Ieva Cederström (Kibirkštis)

Personal information
- Full name: Ieva Melanija Cederström (Kibirkštis)
- Date of birth: 2 April 1991 (age 35)
- Place of birth: Pointe-Claire, Quebec, Canada
- Height: 1.70 m (5 ft 7 in)
- Position: Defender

Youth career
- 2004–2008: ESDS Jaguars
- 2005–2008: Lakers du Lac Saint-Louis

College career
- Years: Team / Apps / (Gls)
- 2008–2011: Mount St.
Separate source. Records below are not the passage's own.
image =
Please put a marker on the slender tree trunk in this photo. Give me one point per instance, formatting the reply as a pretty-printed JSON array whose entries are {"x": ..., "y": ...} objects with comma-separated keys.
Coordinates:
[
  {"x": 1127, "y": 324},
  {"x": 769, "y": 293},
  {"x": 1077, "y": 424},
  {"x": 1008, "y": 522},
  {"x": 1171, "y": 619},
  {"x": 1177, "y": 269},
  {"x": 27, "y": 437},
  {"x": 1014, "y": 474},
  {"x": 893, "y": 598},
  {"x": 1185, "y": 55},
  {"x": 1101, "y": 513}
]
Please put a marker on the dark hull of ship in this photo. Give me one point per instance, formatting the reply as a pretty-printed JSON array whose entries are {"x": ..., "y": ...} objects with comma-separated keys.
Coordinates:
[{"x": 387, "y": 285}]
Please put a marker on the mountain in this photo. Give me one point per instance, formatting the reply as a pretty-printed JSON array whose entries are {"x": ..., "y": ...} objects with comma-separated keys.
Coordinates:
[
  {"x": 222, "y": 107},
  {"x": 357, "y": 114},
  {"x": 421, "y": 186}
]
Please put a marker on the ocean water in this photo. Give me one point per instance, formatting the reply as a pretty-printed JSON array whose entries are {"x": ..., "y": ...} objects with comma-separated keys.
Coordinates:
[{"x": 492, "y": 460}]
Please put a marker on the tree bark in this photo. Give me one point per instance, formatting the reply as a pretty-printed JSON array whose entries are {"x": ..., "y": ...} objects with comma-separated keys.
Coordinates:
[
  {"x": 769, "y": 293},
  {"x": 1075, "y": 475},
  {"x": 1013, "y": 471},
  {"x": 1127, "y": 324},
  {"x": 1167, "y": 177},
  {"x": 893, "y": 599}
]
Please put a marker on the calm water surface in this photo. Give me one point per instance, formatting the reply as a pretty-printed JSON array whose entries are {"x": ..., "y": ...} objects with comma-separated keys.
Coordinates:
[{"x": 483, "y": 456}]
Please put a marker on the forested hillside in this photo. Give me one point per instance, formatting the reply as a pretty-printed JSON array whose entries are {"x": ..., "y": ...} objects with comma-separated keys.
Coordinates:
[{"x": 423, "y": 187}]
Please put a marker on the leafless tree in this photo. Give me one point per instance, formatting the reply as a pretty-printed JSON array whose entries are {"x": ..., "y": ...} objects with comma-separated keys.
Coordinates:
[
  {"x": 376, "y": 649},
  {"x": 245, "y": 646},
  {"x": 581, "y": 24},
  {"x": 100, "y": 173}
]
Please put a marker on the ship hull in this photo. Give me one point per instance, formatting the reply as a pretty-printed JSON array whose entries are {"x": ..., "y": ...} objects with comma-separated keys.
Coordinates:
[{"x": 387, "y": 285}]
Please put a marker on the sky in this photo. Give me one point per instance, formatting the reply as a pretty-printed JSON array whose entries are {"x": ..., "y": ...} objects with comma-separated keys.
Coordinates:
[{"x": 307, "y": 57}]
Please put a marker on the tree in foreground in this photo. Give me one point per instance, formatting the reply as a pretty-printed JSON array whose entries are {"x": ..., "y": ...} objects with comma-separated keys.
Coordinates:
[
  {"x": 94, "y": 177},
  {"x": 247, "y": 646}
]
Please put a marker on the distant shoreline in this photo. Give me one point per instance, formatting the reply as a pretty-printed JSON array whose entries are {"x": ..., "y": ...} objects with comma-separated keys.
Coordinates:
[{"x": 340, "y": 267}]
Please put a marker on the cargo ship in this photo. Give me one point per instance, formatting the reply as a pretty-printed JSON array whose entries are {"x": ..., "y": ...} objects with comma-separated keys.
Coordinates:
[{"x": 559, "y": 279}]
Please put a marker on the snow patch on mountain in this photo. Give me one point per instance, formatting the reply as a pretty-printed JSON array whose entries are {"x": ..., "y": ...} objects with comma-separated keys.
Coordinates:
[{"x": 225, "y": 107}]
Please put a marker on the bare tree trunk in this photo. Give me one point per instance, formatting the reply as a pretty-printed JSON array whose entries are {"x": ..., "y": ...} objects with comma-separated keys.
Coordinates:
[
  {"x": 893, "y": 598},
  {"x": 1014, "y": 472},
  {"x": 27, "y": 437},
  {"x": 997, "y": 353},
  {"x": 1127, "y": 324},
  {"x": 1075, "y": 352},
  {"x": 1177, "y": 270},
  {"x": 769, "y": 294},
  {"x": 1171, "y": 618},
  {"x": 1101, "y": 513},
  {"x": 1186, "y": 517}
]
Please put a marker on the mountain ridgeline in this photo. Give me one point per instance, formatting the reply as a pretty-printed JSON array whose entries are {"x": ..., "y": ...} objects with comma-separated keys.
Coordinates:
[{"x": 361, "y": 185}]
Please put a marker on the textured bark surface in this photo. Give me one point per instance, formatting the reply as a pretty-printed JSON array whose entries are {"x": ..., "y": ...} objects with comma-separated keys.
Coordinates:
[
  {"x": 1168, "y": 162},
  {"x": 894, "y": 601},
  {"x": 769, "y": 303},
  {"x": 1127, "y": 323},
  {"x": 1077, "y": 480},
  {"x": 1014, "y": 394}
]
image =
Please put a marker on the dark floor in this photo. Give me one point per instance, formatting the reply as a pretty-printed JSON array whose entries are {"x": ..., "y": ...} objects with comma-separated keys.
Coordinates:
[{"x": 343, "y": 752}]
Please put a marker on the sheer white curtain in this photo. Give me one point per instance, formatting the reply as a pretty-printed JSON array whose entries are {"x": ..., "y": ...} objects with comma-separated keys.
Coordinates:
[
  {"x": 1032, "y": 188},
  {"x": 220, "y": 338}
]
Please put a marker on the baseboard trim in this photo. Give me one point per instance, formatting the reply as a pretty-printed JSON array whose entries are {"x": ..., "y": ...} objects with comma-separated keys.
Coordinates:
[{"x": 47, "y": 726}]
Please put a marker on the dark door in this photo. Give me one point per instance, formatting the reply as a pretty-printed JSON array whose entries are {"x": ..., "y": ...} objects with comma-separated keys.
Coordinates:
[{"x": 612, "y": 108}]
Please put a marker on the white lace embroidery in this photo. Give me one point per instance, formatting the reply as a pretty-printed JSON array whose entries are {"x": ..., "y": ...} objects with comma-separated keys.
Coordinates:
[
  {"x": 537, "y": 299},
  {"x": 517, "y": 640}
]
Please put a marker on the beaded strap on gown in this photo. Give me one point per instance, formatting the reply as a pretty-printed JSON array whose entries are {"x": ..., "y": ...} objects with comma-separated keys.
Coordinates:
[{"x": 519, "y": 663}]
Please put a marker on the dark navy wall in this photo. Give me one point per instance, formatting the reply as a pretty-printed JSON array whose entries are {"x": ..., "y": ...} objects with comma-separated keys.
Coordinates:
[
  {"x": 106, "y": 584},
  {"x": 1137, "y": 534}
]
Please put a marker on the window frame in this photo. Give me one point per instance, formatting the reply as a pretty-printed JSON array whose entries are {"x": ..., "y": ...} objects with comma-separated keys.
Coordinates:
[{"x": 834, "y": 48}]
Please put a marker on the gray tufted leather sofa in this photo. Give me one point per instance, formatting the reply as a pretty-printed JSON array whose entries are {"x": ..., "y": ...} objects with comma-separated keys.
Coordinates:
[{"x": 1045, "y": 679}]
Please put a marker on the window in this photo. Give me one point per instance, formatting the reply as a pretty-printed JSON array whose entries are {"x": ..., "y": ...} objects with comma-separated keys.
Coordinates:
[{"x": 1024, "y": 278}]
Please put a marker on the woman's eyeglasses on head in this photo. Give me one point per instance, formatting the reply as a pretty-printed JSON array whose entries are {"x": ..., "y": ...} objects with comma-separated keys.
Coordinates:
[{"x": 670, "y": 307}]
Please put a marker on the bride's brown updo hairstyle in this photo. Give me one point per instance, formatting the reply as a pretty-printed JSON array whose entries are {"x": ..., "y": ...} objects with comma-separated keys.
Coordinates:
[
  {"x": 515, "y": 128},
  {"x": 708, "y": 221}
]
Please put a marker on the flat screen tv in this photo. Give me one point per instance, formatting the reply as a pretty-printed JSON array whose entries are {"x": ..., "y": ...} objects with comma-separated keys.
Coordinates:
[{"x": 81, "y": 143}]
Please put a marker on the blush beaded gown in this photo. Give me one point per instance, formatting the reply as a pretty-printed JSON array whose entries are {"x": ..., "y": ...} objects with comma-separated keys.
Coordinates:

Mary's Mountaineers / 44 / (1)

Senior career*
- Years: Team / Apps / (Gls)
- 2013: Jyväskylän Pallokerho
- 2013-2015: SV Eintracht Leipzig-Süd

International career^{‡}
- 2007: Lithuania U17 / 4 / (2)
- 2008: Lithuania U19 / 3 / (1)
- 2011–2013: Lithuania / 6 / (0)

Managerial career
- 2013–2014: SV Eintracht Leipzig-Süd (women)
- 2015–2017: Kristianstads DFF (women)
- 2018: Lithuania U17 (women)
- 2019–2020: Hittarps IK (women)
- 2021: FC Rosengård B (women)
- 2021-2024: FC Rosengård (women)

= Ieva Kibirkštis =

Canadian-Lithuanian footballer and manager

Ieva Cederström (Kibirkštis) (born 2 April 1991) is a football manager and a former player who played as a defender. Born in Canada, she played for the Lithuania women's national team.

==Early life==
Ieva was raised in Pointe-Claire, Quebec.